The insert-files command can be used to insert the content of files, along with their metadata.
Here’s an example that inserts all of the GIF files in the current directory into a gifs.db database, placing the file contents in an images table:
$ sqlite-utils insert-files gifs.db images *.gif
You can also pass one or more directories, in which case every file in those directories will be added recursively:
$ sqlite-utils insert-files gifs.db images path/to/my-gifs
By default this command will create a table with the following schema:
CREATE TABLE [images] (
[path] TEXT PRIMARY KEY,
[content] BLOB,
[size] INTEGER
);
You can customize the schema using one or more -c options. For a table schema that includes just the path, MD5 hash and last modification time of the file, you would use this:
$ sqlite-utils insert-files gifs.db images *.gif -c path -c md5 -c mtime --pk=path
This will result in the following schema:
CREATE TABLE [images] (
[path] TEXT PRIMARY KEY,
[md5] TEXT,
[mtime] FLOAT
);
You can change the name of one of these columns using a -c colname:coldef parameter. To rename the mtime column to last_modified you would use this:
$ sqlite-utils insert-files gifs.db images *.gif \
-c path -c md5 -c last_modified:mtime --pk=path
You can pass --replace or --upsert to indicate what should happen if you try to insert a file with an existing primary key. Pass --alter to cause any missing columns to be added to the table.
The full list of column definitions you can use is as follows:
name- The name of the file, e.g.
cleo.jpg path- The path to the file relative to the root folder, e.g.
pictures/cleo.jpg fullpath- The fully resolved path to the image, e.g.
/home/simonw/pictures/cleo.jpg sha256- The SHA256 hash of the file contents
md5- The MD5 hash of the file contents
mode- The permission bits of the file, as an integer - you may want to convert this to octal
content- The binary file contents, which will be stored as a BLOB
mtime- The modification time of the file, as floating point seconds since the Unix epoch
ctime- The creation time of the file, as floating point seconds since the Unix epoch
mtime_int- The modification time as an integer rather than a float
ctime_int- The creation time as an integer rather than a float
mtime_iso- The modification time as an ISO timestamp, e.g.

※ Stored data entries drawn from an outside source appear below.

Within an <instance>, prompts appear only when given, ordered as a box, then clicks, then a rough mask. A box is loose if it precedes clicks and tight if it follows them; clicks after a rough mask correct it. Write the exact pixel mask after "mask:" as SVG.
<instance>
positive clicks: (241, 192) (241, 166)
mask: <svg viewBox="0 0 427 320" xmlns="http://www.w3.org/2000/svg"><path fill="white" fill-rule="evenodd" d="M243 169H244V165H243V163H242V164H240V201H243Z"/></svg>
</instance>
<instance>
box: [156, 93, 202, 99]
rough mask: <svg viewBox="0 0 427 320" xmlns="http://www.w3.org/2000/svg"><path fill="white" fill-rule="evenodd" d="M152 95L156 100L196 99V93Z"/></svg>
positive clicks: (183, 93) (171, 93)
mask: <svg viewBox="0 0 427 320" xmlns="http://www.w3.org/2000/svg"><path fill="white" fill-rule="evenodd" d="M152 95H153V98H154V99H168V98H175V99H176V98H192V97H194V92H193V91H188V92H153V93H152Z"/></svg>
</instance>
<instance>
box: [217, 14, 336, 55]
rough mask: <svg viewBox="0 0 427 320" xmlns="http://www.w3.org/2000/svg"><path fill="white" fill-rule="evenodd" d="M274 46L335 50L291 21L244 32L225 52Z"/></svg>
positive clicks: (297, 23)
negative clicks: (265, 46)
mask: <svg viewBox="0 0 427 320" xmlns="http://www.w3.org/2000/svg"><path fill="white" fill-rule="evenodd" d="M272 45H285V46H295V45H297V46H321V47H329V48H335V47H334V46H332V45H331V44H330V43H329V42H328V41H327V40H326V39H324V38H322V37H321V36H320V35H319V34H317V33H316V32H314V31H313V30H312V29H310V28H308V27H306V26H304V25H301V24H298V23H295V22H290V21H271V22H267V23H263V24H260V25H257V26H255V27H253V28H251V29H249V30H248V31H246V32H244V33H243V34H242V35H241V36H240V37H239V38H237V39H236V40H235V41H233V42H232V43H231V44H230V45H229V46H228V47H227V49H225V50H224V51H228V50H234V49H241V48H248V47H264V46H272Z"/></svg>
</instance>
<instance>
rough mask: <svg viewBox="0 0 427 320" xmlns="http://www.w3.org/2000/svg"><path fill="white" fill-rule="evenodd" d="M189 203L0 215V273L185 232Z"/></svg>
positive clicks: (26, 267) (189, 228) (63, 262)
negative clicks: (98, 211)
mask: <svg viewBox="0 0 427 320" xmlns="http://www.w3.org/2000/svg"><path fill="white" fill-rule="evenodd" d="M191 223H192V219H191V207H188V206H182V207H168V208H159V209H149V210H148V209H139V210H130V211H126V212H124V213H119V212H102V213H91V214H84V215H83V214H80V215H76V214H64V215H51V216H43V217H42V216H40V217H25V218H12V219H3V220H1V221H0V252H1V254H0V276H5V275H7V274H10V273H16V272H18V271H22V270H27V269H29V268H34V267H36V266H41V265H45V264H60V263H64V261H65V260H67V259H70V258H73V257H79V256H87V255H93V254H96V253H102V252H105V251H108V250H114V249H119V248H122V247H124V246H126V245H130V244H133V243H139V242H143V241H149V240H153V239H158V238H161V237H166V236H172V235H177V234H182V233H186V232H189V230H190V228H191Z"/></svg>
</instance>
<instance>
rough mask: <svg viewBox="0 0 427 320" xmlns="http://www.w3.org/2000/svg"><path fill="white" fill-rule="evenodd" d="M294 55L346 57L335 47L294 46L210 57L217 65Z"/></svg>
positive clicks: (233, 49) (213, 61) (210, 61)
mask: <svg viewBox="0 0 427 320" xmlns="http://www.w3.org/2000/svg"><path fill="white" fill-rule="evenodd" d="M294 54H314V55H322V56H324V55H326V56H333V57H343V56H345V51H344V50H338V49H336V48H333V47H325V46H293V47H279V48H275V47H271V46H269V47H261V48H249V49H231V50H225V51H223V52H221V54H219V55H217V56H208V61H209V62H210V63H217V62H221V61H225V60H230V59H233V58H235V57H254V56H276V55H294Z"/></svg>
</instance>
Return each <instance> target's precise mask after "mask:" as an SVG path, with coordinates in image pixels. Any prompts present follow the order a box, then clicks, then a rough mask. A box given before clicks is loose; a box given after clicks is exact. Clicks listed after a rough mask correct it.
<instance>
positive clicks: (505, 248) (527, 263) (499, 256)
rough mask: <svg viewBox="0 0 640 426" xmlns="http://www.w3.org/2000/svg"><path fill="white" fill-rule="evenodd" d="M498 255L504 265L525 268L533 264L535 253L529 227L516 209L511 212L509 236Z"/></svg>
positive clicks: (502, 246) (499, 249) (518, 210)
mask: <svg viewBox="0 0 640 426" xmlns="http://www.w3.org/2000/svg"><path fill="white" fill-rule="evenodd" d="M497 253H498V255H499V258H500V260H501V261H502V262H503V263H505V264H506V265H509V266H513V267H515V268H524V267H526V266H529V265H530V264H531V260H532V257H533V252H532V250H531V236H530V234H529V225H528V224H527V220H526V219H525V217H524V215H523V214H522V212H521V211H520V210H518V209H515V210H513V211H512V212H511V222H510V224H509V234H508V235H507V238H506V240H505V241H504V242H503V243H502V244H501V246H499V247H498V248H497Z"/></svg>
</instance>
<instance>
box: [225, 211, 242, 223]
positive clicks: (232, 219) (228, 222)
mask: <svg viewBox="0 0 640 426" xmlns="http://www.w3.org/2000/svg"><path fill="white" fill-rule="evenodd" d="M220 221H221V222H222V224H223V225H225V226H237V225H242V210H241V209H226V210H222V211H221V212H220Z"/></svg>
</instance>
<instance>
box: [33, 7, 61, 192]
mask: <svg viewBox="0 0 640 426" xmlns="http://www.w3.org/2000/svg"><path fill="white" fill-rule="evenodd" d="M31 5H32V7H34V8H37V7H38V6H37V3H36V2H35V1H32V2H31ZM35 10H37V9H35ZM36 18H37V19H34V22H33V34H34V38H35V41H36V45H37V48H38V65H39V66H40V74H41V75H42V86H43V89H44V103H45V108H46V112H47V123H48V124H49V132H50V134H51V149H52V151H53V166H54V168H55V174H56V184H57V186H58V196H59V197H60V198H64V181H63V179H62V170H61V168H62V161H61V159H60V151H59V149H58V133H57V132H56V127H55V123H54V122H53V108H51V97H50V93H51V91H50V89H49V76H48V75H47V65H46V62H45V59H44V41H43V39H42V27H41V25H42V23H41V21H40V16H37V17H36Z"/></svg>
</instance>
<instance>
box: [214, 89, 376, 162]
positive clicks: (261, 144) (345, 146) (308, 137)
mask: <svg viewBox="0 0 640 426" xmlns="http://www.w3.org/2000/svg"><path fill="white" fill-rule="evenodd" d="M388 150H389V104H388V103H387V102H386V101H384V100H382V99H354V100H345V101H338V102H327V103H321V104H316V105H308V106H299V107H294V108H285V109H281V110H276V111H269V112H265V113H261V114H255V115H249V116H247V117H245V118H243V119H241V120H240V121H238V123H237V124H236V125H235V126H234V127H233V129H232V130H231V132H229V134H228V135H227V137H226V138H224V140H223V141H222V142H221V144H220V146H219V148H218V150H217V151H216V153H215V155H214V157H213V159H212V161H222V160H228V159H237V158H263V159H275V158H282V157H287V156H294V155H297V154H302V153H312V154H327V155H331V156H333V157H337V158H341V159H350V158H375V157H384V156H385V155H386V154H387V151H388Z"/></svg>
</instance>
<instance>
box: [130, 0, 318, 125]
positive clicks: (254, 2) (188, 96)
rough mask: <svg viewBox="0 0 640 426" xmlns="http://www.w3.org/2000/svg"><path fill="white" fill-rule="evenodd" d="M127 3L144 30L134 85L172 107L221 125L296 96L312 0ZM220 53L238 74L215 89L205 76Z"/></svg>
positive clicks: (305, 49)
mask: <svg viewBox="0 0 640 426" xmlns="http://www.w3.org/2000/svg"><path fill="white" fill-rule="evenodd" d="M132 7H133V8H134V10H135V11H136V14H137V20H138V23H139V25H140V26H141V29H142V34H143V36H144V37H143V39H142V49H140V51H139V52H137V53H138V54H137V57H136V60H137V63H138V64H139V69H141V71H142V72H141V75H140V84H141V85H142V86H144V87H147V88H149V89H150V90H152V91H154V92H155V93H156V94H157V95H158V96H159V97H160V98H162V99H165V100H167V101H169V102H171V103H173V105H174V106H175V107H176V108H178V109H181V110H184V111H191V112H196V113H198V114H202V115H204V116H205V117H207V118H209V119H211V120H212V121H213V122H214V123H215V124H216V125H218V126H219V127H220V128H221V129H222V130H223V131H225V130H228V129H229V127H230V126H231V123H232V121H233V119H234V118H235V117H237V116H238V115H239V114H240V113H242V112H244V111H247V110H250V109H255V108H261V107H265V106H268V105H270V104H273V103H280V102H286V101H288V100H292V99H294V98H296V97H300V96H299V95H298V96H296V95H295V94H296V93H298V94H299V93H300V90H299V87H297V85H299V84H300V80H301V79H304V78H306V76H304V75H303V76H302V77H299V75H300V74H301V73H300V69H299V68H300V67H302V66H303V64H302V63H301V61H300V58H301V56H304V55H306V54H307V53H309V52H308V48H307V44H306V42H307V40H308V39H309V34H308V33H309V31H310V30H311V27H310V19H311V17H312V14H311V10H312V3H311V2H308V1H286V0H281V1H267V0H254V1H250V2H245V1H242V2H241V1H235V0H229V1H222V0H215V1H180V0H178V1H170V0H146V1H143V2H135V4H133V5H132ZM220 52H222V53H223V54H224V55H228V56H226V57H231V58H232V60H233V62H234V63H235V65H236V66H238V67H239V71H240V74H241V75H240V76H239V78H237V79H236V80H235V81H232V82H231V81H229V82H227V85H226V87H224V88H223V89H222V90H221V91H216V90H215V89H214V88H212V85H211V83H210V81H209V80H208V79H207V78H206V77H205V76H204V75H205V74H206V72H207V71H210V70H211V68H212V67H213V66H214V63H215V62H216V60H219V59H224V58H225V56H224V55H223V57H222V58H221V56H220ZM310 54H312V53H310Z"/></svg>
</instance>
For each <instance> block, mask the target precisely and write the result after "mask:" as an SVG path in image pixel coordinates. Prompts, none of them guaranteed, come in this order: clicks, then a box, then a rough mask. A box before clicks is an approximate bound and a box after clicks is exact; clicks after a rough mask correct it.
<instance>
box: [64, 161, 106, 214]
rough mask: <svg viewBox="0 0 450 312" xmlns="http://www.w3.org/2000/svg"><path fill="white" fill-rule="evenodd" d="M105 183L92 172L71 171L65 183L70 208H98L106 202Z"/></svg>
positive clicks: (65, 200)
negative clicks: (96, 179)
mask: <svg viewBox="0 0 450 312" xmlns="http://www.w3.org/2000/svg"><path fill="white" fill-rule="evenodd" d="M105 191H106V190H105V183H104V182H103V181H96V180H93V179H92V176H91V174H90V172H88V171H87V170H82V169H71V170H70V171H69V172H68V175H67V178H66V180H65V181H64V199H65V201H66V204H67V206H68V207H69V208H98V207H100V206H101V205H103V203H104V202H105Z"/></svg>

2020-07-27T04:24:06.654246 ctime_iso- The creation time is an ISO timestamp
size- The integer size of the file in bytes
You can insert data piped from standard input like this:
cat dog.jpg | sqlite-utils insert-files dogs.db pics - --name=dog.jpg
The - argument indicates data should be read from standard input. The string passed using the --name option will be used for the file name and path values.
When inserting data from standard input only the following column definitions are supported: name, path, content, sha256, md5 and size.
Creating tables¶
Most of the time creating tables by inserting example data is the quickest approach. If you need to create an empty table in advance of inserting data you can do so using the create-table command:
$ sqlite-utils create-table mydb.db mytable id integer name text --pk=id
This will create a table called mytable with two columns - an integer id column and a text name column. It will set the id column to be the primary key.
You can pass as many column-name column-type pairs as you like. Valid types are integer, text, float and blob.
You can specify columns that should be NOT NULL using --not-null colname. You can specify default values for columns using --default colname defaultvalue.
$ sqlite-utils create-table mydb.db mytable \
id integer \
name text \
age integer \
is_good integer \
--not-null name \
--not-null age \
--default is_good 1 \
--pk=id
$ sqlite-utils tables mydb.db --schema -t
table schema
------- --------------------------------
mytable CREATE TABLE [mytable] (
[id] INTEGER PRIMARY KEY,
[name] TEXT NOT NULL,
[age] INTEGER NOT NULL,
[is_good] INTEGER DEFAULT '1'
)
You can specify foreign key relationships between the tables you are creating using --fk colname othertable othercolumn:
$ sqlite-utils create-table books.db authors \
id integer \
name text \
--pk=id
$ sqlite-utils create-table books.db books \
id integer \
title text \
author_id integer \
--pk=id \
--fk author_id authors id
$ sqlite-utils tables books.db --schema -t
table schema
------- -------------------------------------------------
authors CREATE TABLE [authors] (
[id] INTEGER PRIMARY KEY,
[name] TEXT
)
books CREATE TABLE [books] (
[id] INTEGER PRIMARY KEY,
[title] TEXT,
[author_id] INTEGER REFERENCES [authors]([id])
)
If a table with the same name already exists, you will get an error. You can choose to silently ignore this error with --ignore, or you can replace the existing table with a new, empty table using --replace.
Dropping tables¶
You can drop a table using the drop-table command:
$ sqlite-utils drop-table mydb.db mytable
Transforming tables¶
The transform command allows you to apply complex transformations to a table that cannot be implemented using a regular SQLite ALTER TABLE command. See Transforming a table for details of how this works.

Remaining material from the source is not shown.